A Note on Using Log-Likelihood for Generative Models

One of the things that I find is usually missing from many ML papers is how they relate to the fundamentals. There's always a throwaway line where it assumes something that is not at all obvious (see my post on Importance Sampling). I'm the kind of person who likes to understand things to a satisfactory degree (it's literally in the subtitle of the blog) so I couldn't help myself investigating a minor idea I read about in a paper.

This post investigates how to use continuous density outputs (e.g. a logistic or normal distribution) to model discrete image data (e.g. 8-bit RGB values). It seems like it might be something obvious such as setting the loss as the average log-likelihood of the continuous density and that's almost the whole story. But leaving it at that skips over so many (interesting) and non-obvious things that you would never know if you didn't bother to look. I'm a curious fellow so come with me and let's take a look!

Review of Some Fundamental Concepts

Before we get into the meat of the topic, I want to spend some time on some basic questions regarding mixing continuous and discrete data (inspired from [2,3]):

How you find the probability of seeing observations drawn from a continuous distributions? e.g. What's the probability of drawing \(x=0\) from a standard normal distribution?

Seems like a simple problem, right? Well, there are lots of paradoxes lurking here, so let's clarify them before moving on.

Zero Probability Events

For example, assume you have sampled some data from an IID continuous distribution, what is the probability of that happening? Let's reason it out.

To make things concrete, assume we have a \(U\) continuous uniform distribution with support \([0,1]\). Let's draw a sample \(x\) from \(U\), what is the probability that we drew \(x\)? Well we know a few things about this distribution, in particular, it's probability density function and how to compute probability from it:

\begin{align*} f_U(y) &= \frac{1}{b-a} = \left\{ \begin{array}{ll} 1 && \text{for support } [a,b] \\ 0 && \text{otherwise} \end{array} \right. \tag{1} \\ P(u \leq y \leq v) &= \int_u^v f_U(y) dy = y \big|_u^v = v - u && \text{for } u, v \in [0,1] \tag{2} \end{align*}

Very fundamental indeed! So we know how to compute probability (Equation 2) over a distribution if we have a continuous interval, but that doesn't quite get us to a single data point. Let's take the limit of Equation 2 to see how the interval behaves as it approaches a single data point:

\begin{align*} P(x|U) &= \lim_{\epsilon \to 0}{P(x - \epsilon \leq y \leq x + \epsilon)} \\ &= \lim_{\epsilon \to 0} \int_{x-\epsilon}^{x+\epsilon} f_U(y) dy \\ &= \lim_{\epsilon \to 0} y \big|_{x-\epsilon}^{x+\epsilon} \\ &= \lim_{\epsilon \to 0} { (x + \epsilon) - (x - \epsilon) } \\ &= 0 \\ \tag{3} \end{align*}

So the probability of \(x\) occurring is \(0\)?!

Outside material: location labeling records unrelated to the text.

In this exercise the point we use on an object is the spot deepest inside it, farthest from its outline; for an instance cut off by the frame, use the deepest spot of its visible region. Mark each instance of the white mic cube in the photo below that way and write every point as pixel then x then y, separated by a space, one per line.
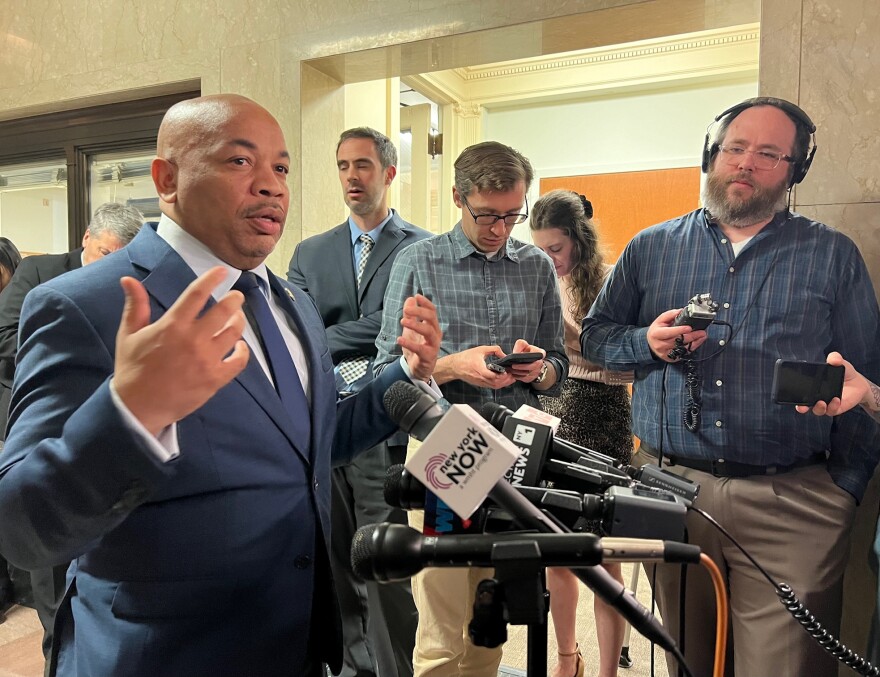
pixel 462 458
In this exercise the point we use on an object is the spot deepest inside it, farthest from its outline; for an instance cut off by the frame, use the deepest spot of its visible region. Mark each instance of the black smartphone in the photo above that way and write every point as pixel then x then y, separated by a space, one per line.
pixel 796 382
pixel 500 364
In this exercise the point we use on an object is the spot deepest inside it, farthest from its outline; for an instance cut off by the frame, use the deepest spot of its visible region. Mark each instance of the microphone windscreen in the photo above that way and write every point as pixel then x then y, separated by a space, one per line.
pixel 362 552
pixel 399 397
pixel 495 413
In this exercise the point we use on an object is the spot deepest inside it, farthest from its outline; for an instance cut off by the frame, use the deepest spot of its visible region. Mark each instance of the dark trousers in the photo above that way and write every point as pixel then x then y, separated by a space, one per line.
pixel 378 621
pixel 48 586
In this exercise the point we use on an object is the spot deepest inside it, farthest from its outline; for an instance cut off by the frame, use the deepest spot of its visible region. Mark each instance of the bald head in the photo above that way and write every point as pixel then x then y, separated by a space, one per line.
pixel 193 122
pixel 221 174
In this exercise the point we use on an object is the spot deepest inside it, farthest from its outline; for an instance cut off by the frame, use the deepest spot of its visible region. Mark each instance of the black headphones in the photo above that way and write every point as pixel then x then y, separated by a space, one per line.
pixel 800 167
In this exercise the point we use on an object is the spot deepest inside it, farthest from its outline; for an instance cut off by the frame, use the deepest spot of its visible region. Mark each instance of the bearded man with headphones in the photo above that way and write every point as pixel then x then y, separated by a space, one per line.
pixel 785 486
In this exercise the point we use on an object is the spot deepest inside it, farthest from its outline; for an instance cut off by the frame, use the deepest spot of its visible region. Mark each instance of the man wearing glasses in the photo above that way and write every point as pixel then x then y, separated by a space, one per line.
pixel 495 295
pixel 784 486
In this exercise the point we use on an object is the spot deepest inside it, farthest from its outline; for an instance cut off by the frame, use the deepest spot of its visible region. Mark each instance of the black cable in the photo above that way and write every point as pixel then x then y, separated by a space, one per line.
pixel 682 666
pixel 800 613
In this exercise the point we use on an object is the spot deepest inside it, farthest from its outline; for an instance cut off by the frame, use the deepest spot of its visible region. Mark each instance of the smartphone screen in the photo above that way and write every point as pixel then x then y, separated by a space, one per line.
pixel 796 382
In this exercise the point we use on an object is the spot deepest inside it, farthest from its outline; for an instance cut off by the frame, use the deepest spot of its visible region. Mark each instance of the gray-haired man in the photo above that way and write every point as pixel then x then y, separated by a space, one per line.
pixel 112 227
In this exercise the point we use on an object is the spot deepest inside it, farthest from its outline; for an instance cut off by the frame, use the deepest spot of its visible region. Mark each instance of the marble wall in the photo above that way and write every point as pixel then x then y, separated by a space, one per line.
pixel 57 55
pixel 825 56
pixel 822 54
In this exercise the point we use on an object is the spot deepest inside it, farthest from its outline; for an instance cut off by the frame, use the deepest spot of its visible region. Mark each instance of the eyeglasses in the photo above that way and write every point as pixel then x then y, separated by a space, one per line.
pixel 492 219
pixel 763 159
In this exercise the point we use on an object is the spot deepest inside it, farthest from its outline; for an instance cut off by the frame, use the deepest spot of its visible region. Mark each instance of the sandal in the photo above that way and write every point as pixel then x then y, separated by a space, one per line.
pixel 579 665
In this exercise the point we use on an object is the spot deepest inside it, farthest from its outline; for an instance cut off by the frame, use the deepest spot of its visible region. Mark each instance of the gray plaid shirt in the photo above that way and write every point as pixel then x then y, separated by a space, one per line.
pixel 480 302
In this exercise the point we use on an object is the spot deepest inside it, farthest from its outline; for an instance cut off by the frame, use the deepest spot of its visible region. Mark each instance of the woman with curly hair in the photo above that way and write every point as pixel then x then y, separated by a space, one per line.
pixel 594 406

Yes! Which is a bit of a paradox since we did indeed draw it from a distribution, so it definitely "happened". This is also not particular to the uniform distribution, if you do the same with any (reasonable) distribution, you'll find the same thing. How can this be possible?

Another way to think about this: what if the probability of observing \(x\) wasn't \(0\) but rather some positive number \(\epsilon\)? That means every number in the range \([0, 1]\) would have some positive probability of being observed. However, all those numbers/events are mutually exclusive, so the sum of them should add up to \(1\) but this isn't possible because you have infinitely many of them, so each one must be infinitely small. Infinities are weird.

Hypothesis Testing with Continuous Data and Log-Likelihoods

So how can resolve this paradox? As usual, we're asking the wrong question! When we have observed an event, what we're really asking is "what is the probability that this event is generated by this hypothesis?". In other words, we're really doing hypothesis testing! (Here, we're talking about statistical hypotheses, which is an assumption about a distribution with a particular set of parameters.)

So let's try this again but a bit more generically. Let's say we have observed a real-valued datum \(x\) (this can easily be extended to multiple points given IID data), and we have \(N\) hypothesis, \(M_1, M_2, \ldots, M_N\), each representing a fixed parameter distribution with PDFs \(f_i\) and CDFs \(F_i\).

(Note: we'll use the notation "\(M\)" here because it also implies that our hypotheses are trained models. That is, a set of assumptions about the data with a particular set of trained parameters. You can start to see how this is going to lead us to generative models...)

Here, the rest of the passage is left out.